Nāgārjuna
Nāgārjuna est le promoteur d’une autre conception du réel, fondée sur la « vacuité ». La vie de ce moine bouddhiste, né entre le IIe et le IIIe siècle au sud-est de l’Inde, reste peu connue et largement mythique. Nāgārjuna est cependant réputé pour avoir fondé l’École du Milieu, en hommage à la Voie du Milieu prônée par l’enseignement de Bouddha.
En quoi consiste-t-elle, cette voie ? Contrairement à toute la philosophie occidentale, le philosophe indien démontre l’absence d’« essence », de substrat ontologique aux choses. Il prône plutôt la vacuité de l’existence et la nature illusoire des phénomènes. « Passions, actes, agents, fruits ressemblent à une ville de génies célestes, sont pareils à un mirage, à un songe », écrit-il.
Pour étayer cette position paradoxale – ni l’existence ni le néant – Nāgārjuna s’emploie à déconstruire la pensée ordinaire. Comparé au philosophe sceptique de langue grecque Sextus Empiricus (Ier siècle), parce qu’il met comme lui à bas la totalité des théories et qu’il s’oppose méthodiquement à tout, Nāgārjuna renonce à la notion même de vérité ontologique, à laquelle nous sommes habitués en Occident depuis Aristote : selon lui, tout change et rien ne demeure identique à soi-même.
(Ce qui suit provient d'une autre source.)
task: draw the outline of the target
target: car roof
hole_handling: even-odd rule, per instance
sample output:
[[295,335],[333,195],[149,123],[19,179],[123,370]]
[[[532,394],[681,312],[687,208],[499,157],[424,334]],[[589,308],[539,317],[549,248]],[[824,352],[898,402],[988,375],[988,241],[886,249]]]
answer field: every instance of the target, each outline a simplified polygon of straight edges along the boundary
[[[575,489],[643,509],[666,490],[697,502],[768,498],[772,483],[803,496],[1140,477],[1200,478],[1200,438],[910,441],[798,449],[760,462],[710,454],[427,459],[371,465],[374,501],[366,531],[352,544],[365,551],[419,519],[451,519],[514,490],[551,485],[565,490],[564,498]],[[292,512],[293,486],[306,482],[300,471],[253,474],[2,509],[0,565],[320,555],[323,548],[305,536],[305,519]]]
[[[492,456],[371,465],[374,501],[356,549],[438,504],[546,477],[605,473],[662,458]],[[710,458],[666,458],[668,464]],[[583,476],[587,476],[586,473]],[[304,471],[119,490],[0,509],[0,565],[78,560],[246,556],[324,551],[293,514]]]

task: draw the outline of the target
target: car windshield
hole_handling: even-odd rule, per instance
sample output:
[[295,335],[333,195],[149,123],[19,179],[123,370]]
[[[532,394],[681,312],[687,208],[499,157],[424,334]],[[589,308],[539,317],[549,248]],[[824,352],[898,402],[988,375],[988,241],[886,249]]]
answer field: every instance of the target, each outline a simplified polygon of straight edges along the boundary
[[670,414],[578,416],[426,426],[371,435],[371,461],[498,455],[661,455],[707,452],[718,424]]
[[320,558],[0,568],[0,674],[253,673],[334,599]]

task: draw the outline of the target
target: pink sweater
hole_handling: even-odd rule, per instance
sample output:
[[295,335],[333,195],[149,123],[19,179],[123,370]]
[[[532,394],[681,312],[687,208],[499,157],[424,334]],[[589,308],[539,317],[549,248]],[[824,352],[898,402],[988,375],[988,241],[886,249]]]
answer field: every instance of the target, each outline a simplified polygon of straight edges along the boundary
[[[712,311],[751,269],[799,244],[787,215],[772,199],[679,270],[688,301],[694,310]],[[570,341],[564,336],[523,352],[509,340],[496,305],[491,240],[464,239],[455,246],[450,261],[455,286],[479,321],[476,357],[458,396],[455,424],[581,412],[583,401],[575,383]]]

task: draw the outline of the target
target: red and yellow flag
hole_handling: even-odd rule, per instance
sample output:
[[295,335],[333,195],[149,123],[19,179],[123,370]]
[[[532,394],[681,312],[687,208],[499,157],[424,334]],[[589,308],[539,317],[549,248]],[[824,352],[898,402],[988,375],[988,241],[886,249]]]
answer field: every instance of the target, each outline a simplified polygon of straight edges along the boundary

Dialecticien virtuose, il s’appuie bien sur le corpus bouddhique, constitué de textes religieux et d’une kyrielle de commentaires érudits, mais il préfère la rigueur logique à l’argutie des gloses, qu’il déconstruit. C’est dans les Stances du milieu par excellence, son livre phare aussi connu sous le titre de Traité du Milieu, qu’il défend l’idée d’un vide ayant une certaine consistance, toujours en mouvement, « impermanent », dont il fait le ressort de la réalité. Son maniement du raisonnement absurde et des outils logiques le placent parmi les précurseurs lointains de la philosophie analytique.